The company repaid roughly $1.1 billion of gross debt in the quarter. Notably, Dell has repaid approximately $18 billion of gross debt over the three years following the EMC transaction's completion. The company is on track to repay approximately $5 billion of gross debt in fiscal 2020.

Cash flow from operations was $1.82 billion in the reported quarter compared with $3.28 billion in the previous quarter.

Guidance

For fiscal 2020, Dell expects revenues between $91.8 billion and $92.5 billion. Operating income is expected in the range of $10-$10.2 billion.

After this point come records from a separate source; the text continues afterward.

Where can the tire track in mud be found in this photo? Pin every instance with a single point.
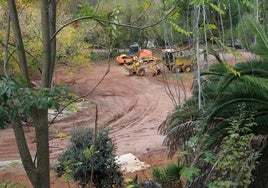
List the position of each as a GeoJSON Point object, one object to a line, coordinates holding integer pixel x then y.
{"type": "Point", "coordinates": [133, 109]}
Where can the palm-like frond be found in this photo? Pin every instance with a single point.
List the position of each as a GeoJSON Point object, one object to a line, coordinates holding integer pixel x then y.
{"type": "Point", "coordinates": [250, 27]}
{"type": "Point", "coordinates": [178, 135]}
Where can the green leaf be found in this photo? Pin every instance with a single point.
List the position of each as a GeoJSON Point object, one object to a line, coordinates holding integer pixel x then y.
{"type": "Point", "coordinates": [189, 173]}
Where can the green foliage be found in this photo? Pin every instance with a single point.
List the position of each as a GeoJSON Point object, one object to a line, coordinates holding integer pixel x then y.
{"type": "Point", "coordinates": [18, 100]}
{"type": "Point", "coordinates": [131, 183]}
{"type": "Point", "coordinates": [11, 184]}
{"type": "Point", "coordinates": [168, 176]}
{"type": "Point", "coordinates": [189, 173]}
{"type": "Point", "coordinates": [76, 162]}
{"type": "Point", "coordinates": [236, 159]}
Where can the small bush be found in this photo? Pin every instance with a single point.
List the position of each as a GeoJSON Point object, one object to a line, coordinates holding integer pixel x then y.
{"type": "Point", "coordinates": [76, 161]}
{"type": "Point", "coordinates": [168, 176]}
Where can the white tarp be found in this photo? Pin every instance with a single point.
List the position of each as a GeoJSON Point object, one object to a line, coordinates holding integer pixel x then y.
{"type": "Point", "coordinates": [130, 163]}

Moreover, fiscal 2020 earnings are expected between $7.25 and $7.40 per share.

Zacks Rank & Key Picks
 

Dell currently carries a Zacks Rank #3 (Hold).

Some better-ranked stocks worth considering in the same industry are Computer Task Group (CTG - Free Report) and CDW Corporation (CDW - Free Report) , both carrying a Zacks Rank #2 (Buy). You can see the complete list of today’s Zacks #1 Rank (Strong Buy) stocks here.

Long-term earnings growth rate for Computer Task Group and CDW is pegged at 15% and 13.1%, respectively.